La pasta è un alimento diffuso in tutta Italia. Ma storicamente, è da Napoli, ove si sviluppa una forte industria di produzione nella zona di Gragnano e nei centri della costiera amalfitana, che prende avvio alla fine del Settecento una seconda introduzione della pasta nella cultura alimentare italiana e nel consumo popolare.
La pasta si può comprare nei chioschi lungo le strade (quante stampe e dipinti d’epoca!) e si mangia con le mani, senza condimento o cosparsa di pepe e col formaggio bianco grattugiato (da qui l’espressione “Come il cacio sui maccheroni”).

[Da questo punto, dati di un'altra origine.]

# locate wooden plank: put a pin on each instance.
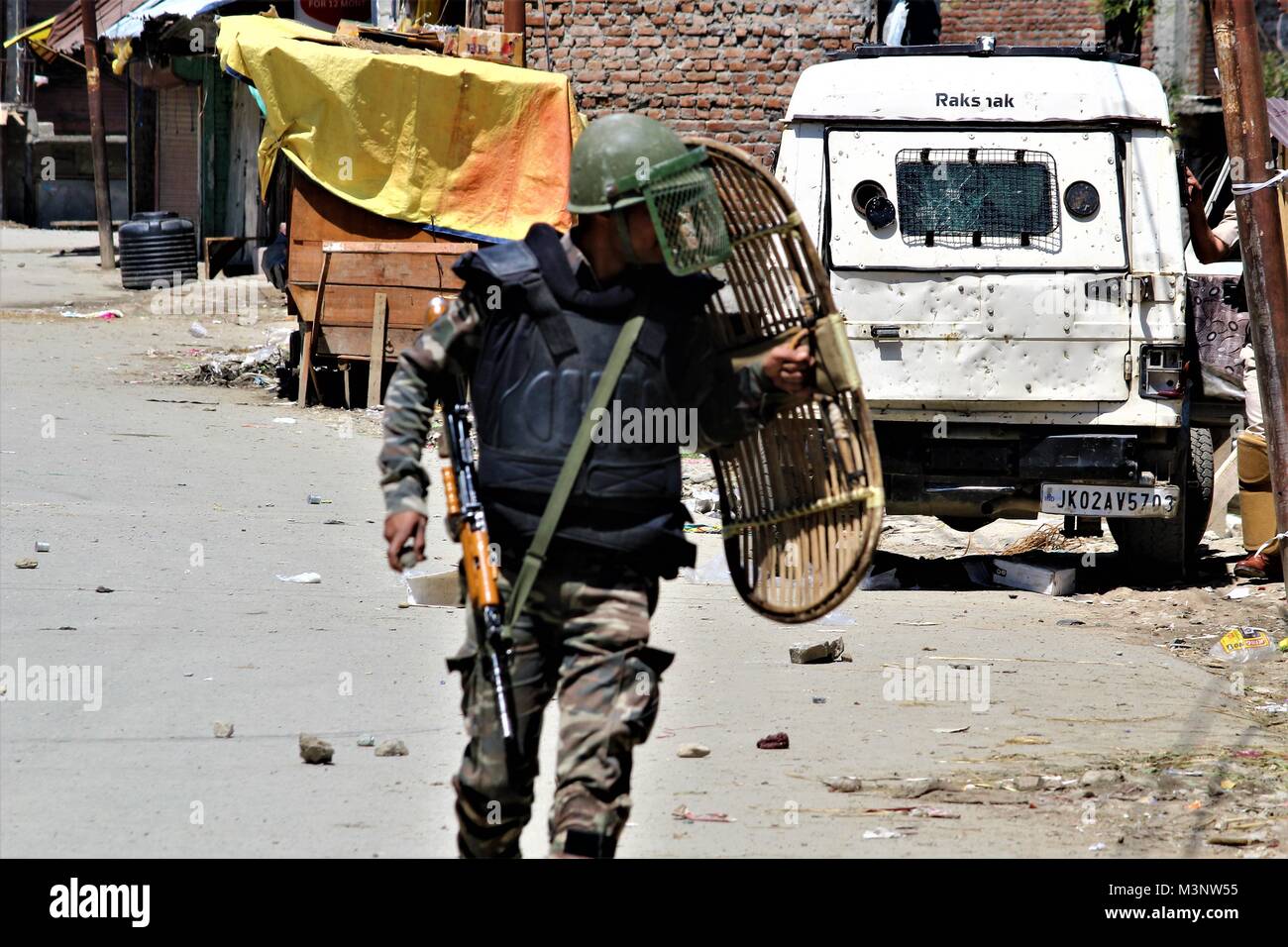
(310, 331)
(353, 343)
(351, 305)
(389, 247)
(378, 312)
(428, 270)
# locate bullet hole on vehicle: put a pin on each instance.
(871, 204)
(1082, 200)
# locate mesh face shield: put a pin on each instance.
(686, 210)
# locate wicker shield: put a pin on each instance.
(800, 497)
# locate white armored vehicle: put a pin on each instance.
(1003, 228)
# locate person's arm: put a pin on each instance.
(443, 350)
(1209, 247)
(730, 402)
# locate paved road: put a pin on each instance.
(188, 510)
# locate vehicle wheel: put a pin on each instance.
(1159, 548)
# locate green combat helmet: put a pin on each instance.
(625, 158)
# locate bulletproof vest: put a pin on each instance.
(537, 368)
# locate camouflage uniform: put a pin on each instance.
(584, 631)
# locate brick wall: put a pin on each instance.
(1022, 22)
(722, 68)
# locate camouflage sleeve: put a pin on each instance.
(730, 402)
(447, 347)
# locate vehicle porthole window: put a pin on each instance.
(871, 202)
(1082, 200)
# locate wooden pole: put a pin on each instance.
(1261, 239)
(515, 21)
(98, 137)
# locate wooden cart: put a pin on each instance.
(361, 285)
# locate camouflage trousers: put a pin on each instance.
(584, 638)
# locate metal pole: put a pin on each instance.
(1265, 269)
(98, 138)
(514, 18)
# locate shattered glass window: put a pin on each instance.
(991, 197)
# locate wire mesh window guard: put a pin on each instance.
(984, 197)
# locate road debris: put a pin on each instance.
(314, 750)
(1241, 643)
(842, 784)
(881, 834)
(687, 814)
(1100, 777)
(823, 652)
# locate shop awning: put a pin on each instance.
(37, 33)
(463, 146)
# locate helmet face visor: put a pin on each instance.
(686, 210)
(690, 221)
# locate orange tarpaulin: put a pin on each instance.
(464, 146)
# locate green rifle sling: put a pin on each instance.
(536, 554)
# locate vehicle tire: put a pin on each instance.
(1160, 548)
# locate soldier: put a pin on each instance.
(532, 329)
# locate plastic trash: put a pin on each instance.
(1241, 644)
(99, 315)
(303, 578)
(713, 571)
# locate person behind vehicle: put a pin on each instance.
(532, 330)
(1256, 499)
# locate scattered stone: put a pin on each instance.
(391, 748)
(842, 784)
(1100, 777)
(914, 789)
(314, 750)
(823, 652)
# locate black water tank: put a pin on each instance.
(156, 245)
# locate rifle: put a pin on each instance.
(467, 525)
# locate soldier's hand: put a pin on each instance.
(1193, 189)
(400, 527)
(787, 367)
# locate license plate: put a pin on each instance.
(1090, 500)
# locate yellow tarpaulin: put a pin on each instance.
(460, 145)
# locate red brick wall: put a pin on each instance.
(722, 68)
(1022, 22)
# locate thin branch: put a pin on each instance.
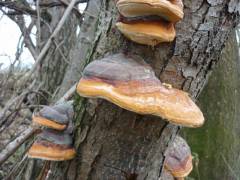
(49, 41)
(19, 20)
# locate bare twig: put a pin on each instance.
(49, 41)
(67, 96)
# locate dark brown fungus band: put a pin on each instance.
(52, 145)
(130, 83)
(55, 117)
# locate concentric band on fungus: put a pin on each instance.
(148, 33)
(50, 151)
(48, 123)
(171, 104)
(170, 10)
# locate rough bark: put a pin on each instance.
(113, 143)
(216, 143)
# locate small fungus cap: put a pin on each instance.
(170, 10)
(178, 158)
(52, 145)
(55, 117)
(130, 83)
(148, 32)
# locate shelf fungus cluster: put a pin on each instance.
(149, 22)
(129, 82)
(178, 159)
(54, 142)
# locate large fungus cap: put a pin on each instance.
(147, 32)
(53, 146)
(55, 117)
(178, 158)
(131, 84)
(170, 10)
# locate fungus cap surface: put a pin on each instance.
(170, 10)
(55, 117)
(148, 33)
(130, 83)
(178, 158)
(42, 149)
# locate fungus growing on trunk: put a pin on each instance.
(130, 83)
(170, 10)
(148, 32)
(52, 145)
(55, 117)
(178, 159)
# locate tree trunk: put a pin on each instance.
(113, 143)
(216, 144)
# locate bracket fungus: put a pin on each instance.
(178, 159)
(52, 145)
(170, 10)
(55, 117)
(130, 83)
(148, 32)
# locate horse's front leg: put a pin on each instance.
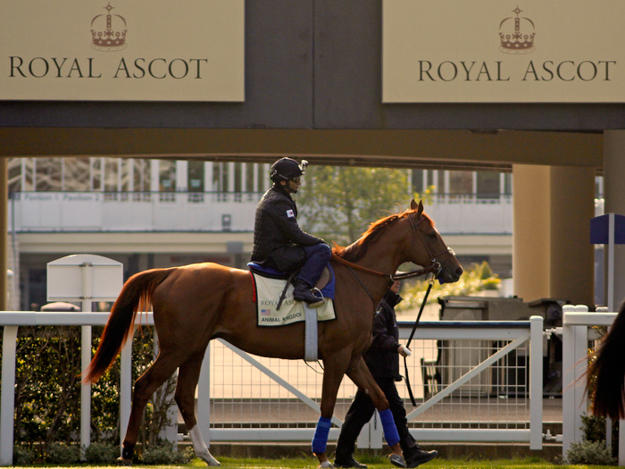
(188, 376)
(334, 370)
(361, 376)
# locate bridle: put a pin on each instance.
(435, 266)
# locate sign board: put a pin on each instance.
(122, 50)
(84, 277)
(532, 51)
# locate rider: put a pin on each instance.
(279, 242)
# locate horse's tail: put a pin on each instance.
(607, 366)
(136, 295)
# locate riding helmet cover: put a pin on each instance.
(287, 168)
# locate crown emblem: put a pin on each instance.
(517, 34)
(108, 32)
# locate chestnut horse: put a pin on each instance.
(196, 303)
(607, 367)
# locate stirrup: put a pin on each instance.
(321, 301)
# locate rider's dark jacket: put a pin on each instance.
(277, 236)
(382, 358)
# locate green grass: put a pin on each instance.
(374, 462)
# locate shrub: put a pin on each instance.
(63, 454)
(99, 453)
(590, 453)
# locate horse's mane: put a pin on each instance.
(358, 249)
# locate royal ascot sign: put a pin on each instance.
(503, 51)
(122, 50)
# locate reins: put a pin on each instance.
(434, 268)
(414, 328)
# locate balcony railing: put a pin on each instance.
(220, 211)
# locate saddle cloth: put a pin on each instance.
(267, 293)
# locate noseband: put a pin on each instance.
(435, 265)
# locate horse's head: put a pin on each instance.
(428, 248)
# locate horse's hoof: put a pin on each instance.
(210, 460)
(397, 460)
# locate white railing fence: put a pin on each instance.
(577, 338)
(473, 381)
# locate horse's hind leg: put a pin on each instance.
(361, 376)
(188, 375)
(162, 368)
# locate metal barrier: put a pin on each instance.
(474, 381)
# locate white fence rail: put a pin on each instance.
(214, 211)
(487, 385)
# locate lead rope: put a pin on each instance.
(414, 328)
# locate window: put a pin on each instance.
(76, 173)
(48, 174)
(167, 176)
(195, 174)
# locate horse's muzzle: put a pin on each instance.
(450, 276)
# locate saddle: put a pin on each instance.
(325, 284)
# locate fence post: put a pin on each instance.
(536, 382)
(203, 398)
(7, 406)
(574, 364)
(125, 389)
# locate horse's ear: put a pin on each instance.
(414, 206)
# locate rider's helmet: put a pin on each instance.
(287, 168)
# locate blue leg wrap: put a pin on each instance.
(320, 440)
(389, 428)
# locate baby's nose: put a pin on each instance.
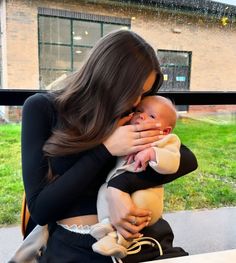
(143, 115)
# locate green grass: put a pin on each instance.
(212, 185)
(11, 187)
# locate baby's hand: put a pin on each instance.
(143, 157)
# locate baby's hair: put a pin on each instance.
(172, 106)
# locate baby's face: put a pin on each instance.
(148, 111)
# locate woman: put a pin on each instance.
(70, 140)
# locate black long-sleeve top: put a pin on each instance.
(79, 176)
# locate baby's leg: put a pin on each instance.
(152, 199)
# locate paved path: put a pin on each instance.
(200, 231)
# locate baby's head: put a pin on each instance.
(156, 109)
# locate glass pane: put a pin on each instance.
(48, 78)
(86, 33)
(110, 27)
(54, 30)
(173, 58)
(56, 57)
(79, 56)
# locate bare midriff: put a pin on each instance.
(79, 220)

La fame atavica dei napoletani si materializza anche in un personaggio della Commedia dell’Arte: Pulcinella, perennemente affamato di spaghetti.
Così la pasta diviene oggetto di rappresentazione, sia colta che popolare: dall’acquerello Pietro Fabris (attivo 1756-792), Mangiatori di spaghetti sulla baia di Napoli e il Vesuvio al fondo, del 1790 ca. (Courtesy Christie’s Paris); alla ceramica policroma di Giuseppe Gricci (1720 ca.-1771), Pulcinella mangia i maccheroni con i pulcinellini, del 1770 ca., alle numerose incisioni popolari di Gaetano Dura, alle miriadi di cartoline di giovani lazzaroni che mangiano la pasta per le strade. Quasi un “carattere distintivo” del popolo partenopeo. Se Napoli non fu storicamente la “patria” degli spaghetti, ricoprì un ruolo fondamentale nella diffusione della pasta come cibo di strada e popolare. E la pasta – forse anche grazie a queste raffigurazioni – conquistò nell’Ottocento tutto il Paese e la sua iconografia allarga i suoi caratteri ad abbracciare tutte le regioni d’Italia.